Why it matters: An infinite loop is useless for solving a problem. The computer must eventually stop and produce a result.

Example: An algorithm to find the smallest number in a list will check each item once and then stop. An algorithm that says "repeat step 2 forever" violates finiteness.

2. Definiteness (Unambiguousness): Each step of the algorithm must be precisely defined and clear. There should be no room for ambiguity or multiple interpretations.

Why it matters: A computer cannot make guesses or assumptions. Every instruction must be exact.

Example: The step "Add a pinch of salt" is ambiguous. A definite step is "Add 5 grams of salt." In programming, this means every statement (like x = y + z) has a single, clear meaning.

3. Input: An algorithm has zero or more well-defined inputs. These are the values supplied to the algorithm before it begins.

Why it matters: Inputs provide the data the algorithm will process. An algorithm without input typically just produces a constant output.

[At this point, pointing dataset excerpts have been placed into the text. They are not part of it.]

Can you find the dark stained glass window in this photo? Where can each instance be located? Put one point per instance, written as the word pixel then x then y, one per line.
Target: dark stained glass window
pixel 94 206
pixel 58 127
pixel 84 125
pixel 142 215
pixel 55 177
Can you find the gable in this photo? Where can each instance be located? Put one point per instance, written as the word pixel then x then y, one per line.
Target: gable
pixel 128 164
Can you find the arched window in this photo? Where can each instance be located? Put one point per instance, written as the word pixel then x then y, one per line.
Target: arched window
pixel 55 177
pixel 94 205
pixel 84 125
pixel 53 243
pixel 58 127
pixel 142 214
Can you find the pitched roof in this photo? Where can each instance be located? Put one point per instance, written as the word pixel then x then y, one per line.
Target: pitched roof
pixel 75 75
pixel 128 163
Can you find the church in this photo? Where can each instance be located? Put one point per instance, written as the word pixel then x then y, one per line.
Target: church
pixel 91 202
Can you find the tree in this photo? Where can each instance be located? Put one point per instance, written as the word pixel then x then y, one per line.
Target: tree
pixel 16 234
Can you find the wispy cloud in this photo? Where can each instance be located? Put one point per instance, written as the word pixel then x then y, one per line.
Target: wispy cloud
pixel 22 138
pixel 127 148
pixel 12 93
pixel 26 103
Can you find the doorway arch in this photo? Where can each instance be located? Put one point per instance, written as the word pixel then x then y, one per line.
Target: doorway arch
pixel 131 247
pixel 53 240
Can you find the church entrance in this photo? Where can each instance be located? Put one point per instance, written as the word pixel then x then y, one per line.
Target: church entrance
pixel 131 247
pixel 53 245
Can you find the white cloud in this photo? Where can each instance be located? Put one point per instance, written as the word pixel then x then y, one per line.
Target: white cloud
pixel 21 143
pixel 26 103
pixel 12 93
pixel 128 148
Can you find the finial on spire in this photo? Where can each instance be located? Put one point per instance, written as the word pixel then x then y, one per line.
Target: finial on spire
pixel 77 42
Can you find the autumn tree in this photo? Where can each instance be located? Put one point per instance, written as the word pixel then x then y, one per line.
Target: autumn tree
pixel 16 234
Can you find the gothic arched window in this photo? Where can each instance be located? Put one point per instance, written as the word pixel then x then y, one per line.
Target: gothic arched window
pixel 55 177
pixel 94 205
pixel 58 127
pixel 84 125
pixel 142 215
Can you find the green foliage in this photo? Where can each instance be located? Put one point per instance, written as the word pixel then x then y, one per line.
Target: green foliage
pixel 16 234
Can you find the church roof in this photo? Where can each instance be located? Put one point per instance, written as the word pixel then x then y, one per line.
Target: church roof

Example: An algorithm for sorting requires an input list of numbers. An algorithm to calculate pi might have no inputs.

4. Output: An algorithm must have one or more well-defined outputs, which have a specified relation to the inputs.

Why it matters: The output is the solution to the problem. An algorithm without an output has not solved anything.

Example: The sorting algorithm must output the sorted list. A search algorithm must output the position of the item or a "not found" message.

5. Effectiveness (Feasibility): Every operation in the algorithm must be basic enough that it can be done exactly and in a finite amount of time. The steps must be "computable."

Why it matters: The algorithm must be practically executable with the available resources.

Example: "Find the largest prime number" is not effective because there is no largest prime the task is infinite. However, "Find the largest prime number less than 100" is effective because the steps (checking divisibility for numbers up to 100) are basic and finite.